Clinicians are beginning to start the process of communalizing their pain with peers — acknowledging that their crisis is a moral one and the way forward is a shared journey. Through experiences that highlight vulnerability, storytelling, and connection, the process of “soul repair” is underway as thousands of physicians are sharing their experiences and supporting one another in peer groups and other informal settings like Schwartz Rounds that honor humanistic approaches to caregiving and increase compassion and meaningful collaboration between medical professionals and their patients.
This community building needs to go further, however, with increased opportunities to build and strengthen connections between clinicians, other members of the care team, and patients. By identifying common pain points and solutions that stand to benefit all parties, more passion, perspectives, and resources can be brought to bear to effect real change.
Systems evolve only when pressure is applied — ideally from all directions. Patients and other purchasers of health care need to start asking payers and practices the right questions — like how they’re reducing useless burdens on clinicians and what they’re doing to enable strong, continuous, trusting relationships between patients and care teams — and demand meaningful answers. At the same time, clinicians need to form alliances with patients and peers to push for the kind of systems change that is so desperately needed to right this wrong.
We also need to ramp up resistance at the individual level — taking a cue from colleagues who have found ways to push back on the current system to do what’s right for their patients: Looking at the patient instead of the screen. Seeing one fewer patient each day to enable a few extra minutes with everyone else on the schedule. Recognizing that sometimes it’s more important to meet a patient’s needs than to excel on a population health report card, or to ask the questions needed to get to know the patient rather than asking four additional review-of systems questions needed to bill at a higher rate. This resistance isn’t easy, but neither is the continued subordination to a system that’s failing all of us.

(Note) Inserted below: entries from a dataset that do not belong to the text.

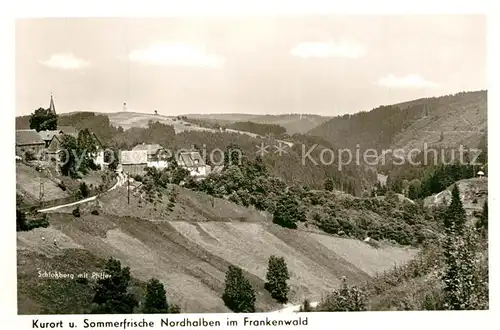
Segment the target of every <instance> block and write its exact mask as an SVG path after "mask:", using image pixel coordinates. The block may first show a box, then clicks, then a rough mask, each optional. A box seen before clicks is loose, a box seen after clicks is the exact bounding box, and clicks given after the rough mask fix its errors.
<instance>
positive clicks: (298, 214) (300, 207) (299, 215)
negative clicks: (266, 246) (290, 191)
mask: <svg viewBox="0 0 500 330" xmlns="http://www.w3.org/2000/svg"><path fill="white" fill-rule="evenodd" d="M304 218H305V214H304V213H303V209H302V208H301V207H300V205H299V203H298V202H297V200H296V199H295V197H294V196H293V195H292V194H291V193H287V194H285V195H283V196H282V197H281V198H280V199H279V200H278V203H277V204H276V209H275V210H274V213H273V222H274V223H275V224H278V225H280V226H282V227H285V228H290V229H296V228H297V221H303V219H304Z"/></svg>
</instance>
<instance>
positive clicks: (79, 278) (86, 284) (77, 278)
mask: <svg viewBox="0 0 500 330" xmlns="http://www.w3.org/2000/svg"><path fill="white" fill-rule="evenodd" d="M76 283H78V284H83V285H87V284H89V280H88V279H86V278H85V277H78V278H77V279H76Z"/></svg>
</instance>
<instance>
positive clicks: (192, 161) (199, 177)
mask: <svg viewBox="0 0 500 330" xmlns="http://www.w3.org/2000/svg"><path fill="white" fill-rule="evenodd" d="M177 163H178V164H179V166H180V167H182V168H185V169H187V170H188V171H189V174H190V175H191V176H192V177H194V178H196V179H202V178H204V177H206V176H207V175H208V174H209V173H210V166H209V165H206V164H205V160H204V159H203V157H201V155H200V153H199V152H198V151H188V152H181V153H180V154H179V155H178V159H177Z"/></svg>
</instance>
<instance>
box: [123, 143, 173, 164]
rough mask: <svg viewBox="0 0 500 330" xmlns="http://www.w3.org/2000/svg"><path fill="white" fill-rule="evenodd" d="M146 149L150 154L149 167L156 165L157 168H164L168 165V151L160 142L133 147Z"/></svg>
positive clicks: (148, 156) (138, 150) (136, 150)
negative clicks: (167, 151) (165, 149)
mask: <svg viewBox="0 0 500 330" xmlns="http://www.w3.org/2000/svg"><path fill="white" fill-rule="evenodd" d="M140 150H145V151H147V154H148V162H147V166H148V167H155V168H157V169H163V168H166V167H167V166H168V163H167V156H168V155H167V152H166V151H165V149H164V148H163V147H162V146H160V145H159V144H145V143H142V144H139V145H136V146H135V147H134V148H132V151H140Z"/></svg>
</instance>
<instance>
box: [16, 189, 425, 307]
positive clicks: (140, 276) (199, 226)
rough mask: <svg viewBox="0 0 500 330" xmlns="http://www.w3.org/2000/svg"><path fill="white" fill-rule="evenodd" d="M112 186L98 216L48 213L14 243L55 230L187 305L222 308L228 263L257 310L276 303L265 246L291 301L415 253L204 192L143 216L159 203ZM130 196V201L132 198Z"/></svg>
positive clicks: (63, 265)
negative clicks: (129, 205) (380, 249)
mask: <svg viewBox="0 0 500 330" xmlns="http://www.w3.org/2000/svg"><path fill="white" fill-rule="evenodd" d="M113 194H114V195H111V196H109V197H107V198H108V199H105V200H102V201H100V204H101V207H102V209H101V215H99V216H96V215H90V214H88V212H84V215H83V217H82V218H73V217H72V216H71V215H70V214H67V213H66V214H65V213H59V214H51V215H50V216H49V217H50V219H49V220H50V222H51V227H49V228H46V229H36V230H35V231H33V232H29V233H18V250H19V249H26V250H27V251H37V252H38V253H44V254H46V255H49V256H51V255H54V253H55V252H57V251H51V250H50V249H47V248H44V247H43V246H41V245H43V244H42V243H41V240H40V235H41V234H40V233H41V232H44V235H45V237H47V239H48V241H49V242H51V240H52V237H58V242H60V246H61V247H62V248H69V249H74V248H79V249H83V250H86V251H88V252H90V253H91V254H92V255H94V256H96V257H98V258H104V259H105V258H108V257H109V256H114V257H116V258H118V259H119V260H121V262H122V264H124V265H125V266H130V267H131V270H132V275H133V276H134V277H135V278H137V279H139V280H141V281H146V280H148V279H149V278H151V277H157V278H159V279H160V280H161V281H162V282H163V283H164V284H165V287H166V290H167V297H168V298H169V300H172V301H174V302H176V303H179V304H180V305H181V308H182V310H183V311H186V312H227V311H228V310H227V308H226V307H225V306H224V304H223V302H222V300H221V298H220V297H221V295H222V292H223V290H224V278H225V272H226V270H227V267H228V266H229V264H230V263H232V264H236V265H239V266H240V267H242V268H243V270H244V271H245V272H246V276H247V277H248V278H249V279H250V280H251V282H252V284H253V286H254V288H255V289H256V292H257V308H258V310H261V311H268V310H273V309H276V308H278V307H279V306H278V304H276V302H274V301H273V300H272V299H271V297H270V296H269V294H268V293H267V292H266V291H265V290H264V289H263V287H264V282H265V273H266V268H267V261H268V258H269V256H270V255H271V254H278V255H282V256H284V257H285V260H286V261H287V264H288V267H289V270H290V272H291V277H292V279H291V280H290V283H291V284H292V293H291V300H292V302H300V301H301V300H302V299H303V298H305V297H309V298H311V299H319V298H320V296H321V295H322V294H324V293H325V292H327V291H328V290H331V289H334V288H336V287H337V286H338V283H339V279H340V277H341V276H346V277H347V279H348V281H349V282H351V283H363V282H366V281H367V280H368V279H370V277H371V276H373V274H374V273H376V272H381V271H383V270H385V269H389V268H391V267H393V265H394V263H395V262H405V261H407V260H409V259H411V258H412V257H413V255H414V254H415V251H414V250H404V249H399V248H389V247H387V248H384V249H381V250H375V249H374V248H372V247H370V246H369V245H367V244H364V243H362V242H359V241H356V240H349V239H342V238H335V237H332V236H327V235H322V234H315V233H308V232H304V231H292V230H287V229H284V228H281V227H278V226H276V225H273V224H272V223H270V218H269V216H268V215H266V214H264V213H260V212H257V211H251V210H248V209H246V208H243V207H239V206H237V205H234V204H232V203H230V202H227V201H222V200H216V201H214V207H212V206H211V201H210V199H209V198H208V197H206V196H205V195H203V194H198V193H194V192H190V191H187V190H181V189H180V190H179V196H178V197H177V202H176V206H175V208H174V210H173V211H172V212H171V213H170V214H164V215H162V216H157V217H156V218H155V219H154V221H149V220H147V219H140V218H138V217H144V218H149V217H150V216H151V215H150V213H149V212H158V211H154V210H153V209H152V207H151V206H148V207H143V208H142V209H140V208H139V207H137V205H136V204H131V205H130V206H127V203H126V189H125V188H122V189H120V190H118V191H116V192H113ZM132 196H133V197H132V200H133V201H134V200H135V199H138V197H137V196H134V195H132ZM150 207H151V209H150V210H147V209H148V208H150ZM202 210H204V211H202ZM68 211H70V210H68ZM84 211H85V209H84ZM116 213H119V215H118V214H116ZM127 213H128V215H129V216H127ZM156 214H159V213H156ZM195 214H197V215H195ZM132 215H133V216H134V217H130V216H132ZM182 217H184V218H183V219H182ZM181 219H182V221H181ZM18 253H21V251H20V250H19V252H18ZM22 253H24V252H22ZM20 267H21V266H20ZM59 267H61V268H62V269H61V271H63V268H64V267H66V264H65V263H64V262H61V263H60V264H59ZM20 271H22V269H21V270H20ZM26 285H27V286H28V289H26V290H28V291H30V292H34V291H36V290H37V289H36V288H33V284H30V283H29V282H28V283H27V284H26ZM25 298H26V299H28V298H29V299H36V297H35V298H32V297H31V296H28V297H25Z"/></svg>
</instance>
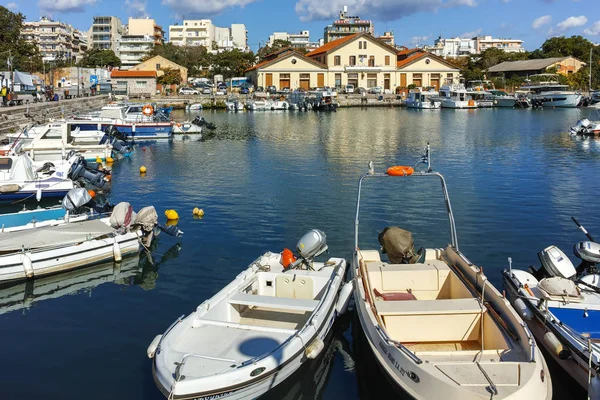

If violations of the patient-clinician relationship are at the core of moral injury, then it’s time to re-establish the sanctity of that space — medicine’s collective true north.
Treating the symptoms of clinician burnout isn’t enough. The health care community and those it serves must come together and apply pressure to address the underlying disease — the moral injury threatening patients, doctors, relationships, and the soul of the medical profession.
Andrew Morris-Singer, M.D., is founder of Primary Care Progress and a general internist at Oregon Health and Science University. Stuart Pollack, M.D., has been a practicing general internist for 27 years, the last seven co-leading a medical home at Brigham and Women’s Hospital in Boston. Matthew Lewis, Ph.D., is a consultant and educator on the use of narrative.